Un portavoce di Buckingham Palace ha riconosciuto l’incidente e ha affermato che il palazzo ha preso la situazione “molto sul serio”.

“Sono stati fatti commenti inaccettabili e profondamente deplorevoli. Abbiamo contattato Ngozi Fulani in merito a questo argomento e la stiamo invitando a discutere di persona tutti gli elementi della sua esperienza, se lo desidera”.

“Nel frattempo, la persona interessata desidera esprimere le sue più sentite scuse per il dolore che ha causato e dimettersi dal suo incarico onorario con effetto immediato”.

La notizia della riunione è arrivata quando il Principe e la Principessa del Galles si sono recati negli Stati Uniti in vista della seconda iterazione degli Earthshot Awards alla fine di questa settimana.

Un portavoce di William ha detto: “Il razzismo non ha posto nella nostra società, questi commenti sono inaccettabili.
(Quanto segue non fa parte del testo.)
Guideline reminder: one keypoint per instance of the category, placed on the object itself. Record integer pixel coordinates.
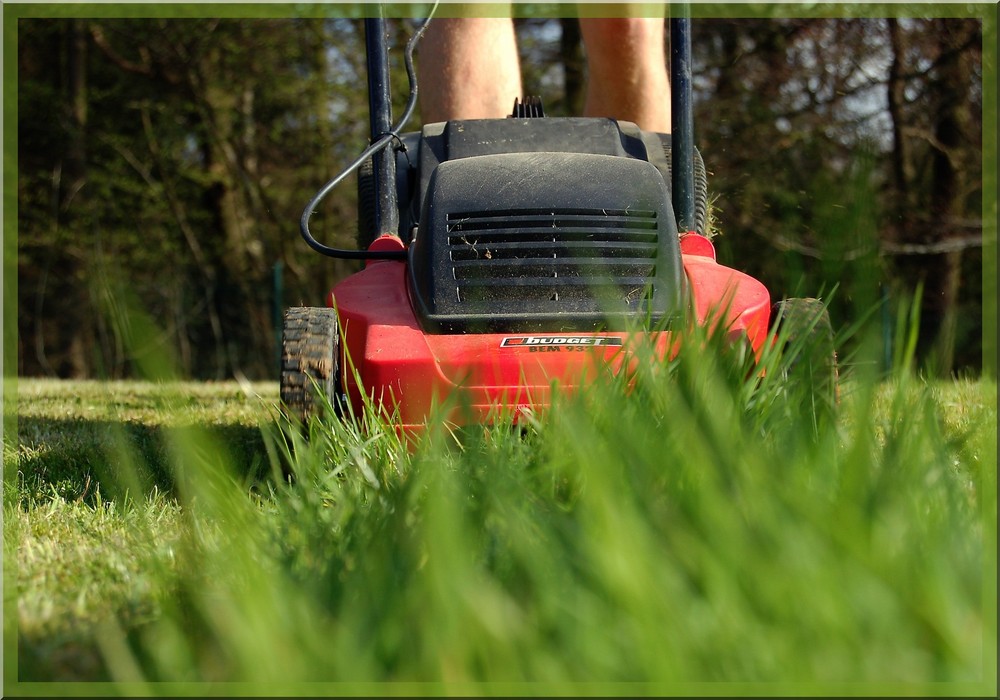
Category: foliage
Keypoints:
(842, 151)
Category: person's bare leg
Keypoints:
(468, 69)
(627, 71)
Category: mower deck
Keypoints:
(407, 371)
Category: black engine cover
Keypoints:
(543, 225)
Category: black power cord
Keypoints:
(382, 142)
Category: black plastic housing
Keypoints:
(542, 225)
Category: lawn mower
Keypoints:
(504, 257)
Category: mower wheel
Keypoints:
(809, 369)
(309, 361)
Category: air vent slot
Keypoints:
(552, 255)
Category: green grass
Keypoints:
(686, 534)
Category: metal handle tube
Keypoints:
(386, 212)
(682, 117)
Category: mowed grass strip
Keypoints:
(92, 527)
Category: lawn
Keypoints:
(685, 534)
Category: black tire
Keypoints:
(310, 357)
(810, 369)
(700, 186)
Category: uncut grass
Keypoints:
(686, 526)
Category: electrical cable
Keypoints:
(379, 144)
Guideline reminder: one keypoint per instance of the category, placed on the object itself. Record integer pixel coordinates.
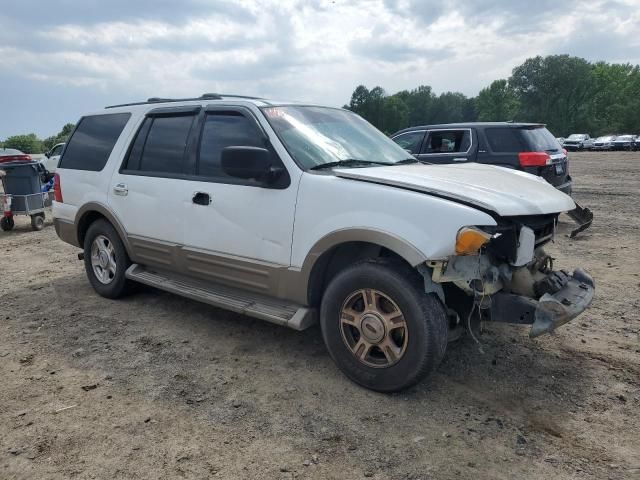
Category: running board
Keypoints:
(255, 305)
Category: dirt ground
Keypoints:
(156, 386)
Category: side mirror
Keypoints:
(249, 163)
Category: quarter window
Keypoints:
(410, 141)
(92, 141)
(221, 130)
(447, 141)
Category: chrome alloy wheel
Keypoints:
(373, 328)
(103, 259)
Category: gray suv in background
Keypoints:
(528, 147)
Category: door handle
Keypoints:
(121, 189)
(201, 198)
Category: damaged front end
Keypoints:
(511, 279)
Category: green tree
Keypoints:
(396, 115)
(29, 143)
(555, 90)
(497, 102)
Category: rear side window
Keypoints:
(502, 140)
(225, 129)
(447, 141)
(92, 141)
(160, 145)
(410, 141)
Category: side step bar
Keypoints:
(259, 306)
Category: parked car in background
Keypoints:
(624, 142)
(292, 213)
(604, 143)
(53, 157)
(13, 155)
(528, 147)
(578, 141)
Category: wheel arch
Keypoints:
(91, 212)
(345, 247)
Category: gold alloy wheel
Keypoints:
(373, 328)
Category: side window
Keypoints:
(160, 145)
(410, 141)
(224, 129)
(92, 141)
(503, 140)
(447, 141)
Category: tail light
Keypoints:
(534, 159)
(57, 188)
(15, 158)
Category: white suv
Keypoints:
(296, 213)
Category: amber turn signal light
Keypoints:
(470, 240)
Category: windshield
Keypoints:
(318, 135)
(10, 151)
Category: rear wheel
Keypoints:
(7, 223)
(106, 260)
(380, 327)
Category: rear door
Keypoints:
(149, 193)
(447, 146)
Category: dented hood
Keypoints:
(501, 190)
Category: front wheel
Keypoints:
(7, 223)
(106, 260)
(380, 327)
(37, 222)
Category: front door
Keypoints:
(237, 232)
(447, 146)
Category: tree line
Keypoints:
(568, 94)
(30, 143)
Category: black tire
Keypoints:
(7, 223)
(37, 221)
(424, 314)
(117, 285)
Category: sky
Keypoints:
(60, 59)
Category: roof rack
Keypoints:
(204, 96)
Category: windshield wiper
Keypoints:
(350, 162)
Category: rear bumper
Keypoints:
(566, 187)
(66, 230)
(549, 311)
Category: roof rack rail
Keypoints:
(204, 96)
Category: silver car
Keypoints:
(578, 141)
(605, 142)
(624, 142)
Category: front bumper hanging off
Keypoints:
(548, 312)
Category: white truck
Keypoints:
(296, 213)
È giusto che l’interessato si sia dimesso”.

È probabile che l’incidente rinnovi i timori che il palazzo sia elitario e fuori dal contatto con la realtà quando si tratta di questioni di razza e identità.

I minori hanno, negli ultimi anni, affrontato accuse di comportamento razzista, comprese le pratiche di assunzione decenni fa Tratta Meghan, duchessa del Sussex. Ex comandante della polizia antiterrorismo Ha detto martedì Che Meghan e Harry hanno affrontato minacce “disgustose e molto reali” da parte di estremisti di destra.

Meghan ha affermato in un’intervista con Oprah Winfrey l’anno scorso che un membro della famiglia senza nome aveva fatto osservazioni sul colore della pelle del loro bambino non ancora nato mentre era incinta di Archie.

principe William disse dopo La famiglia reale non era “molto una famiglia razzista”.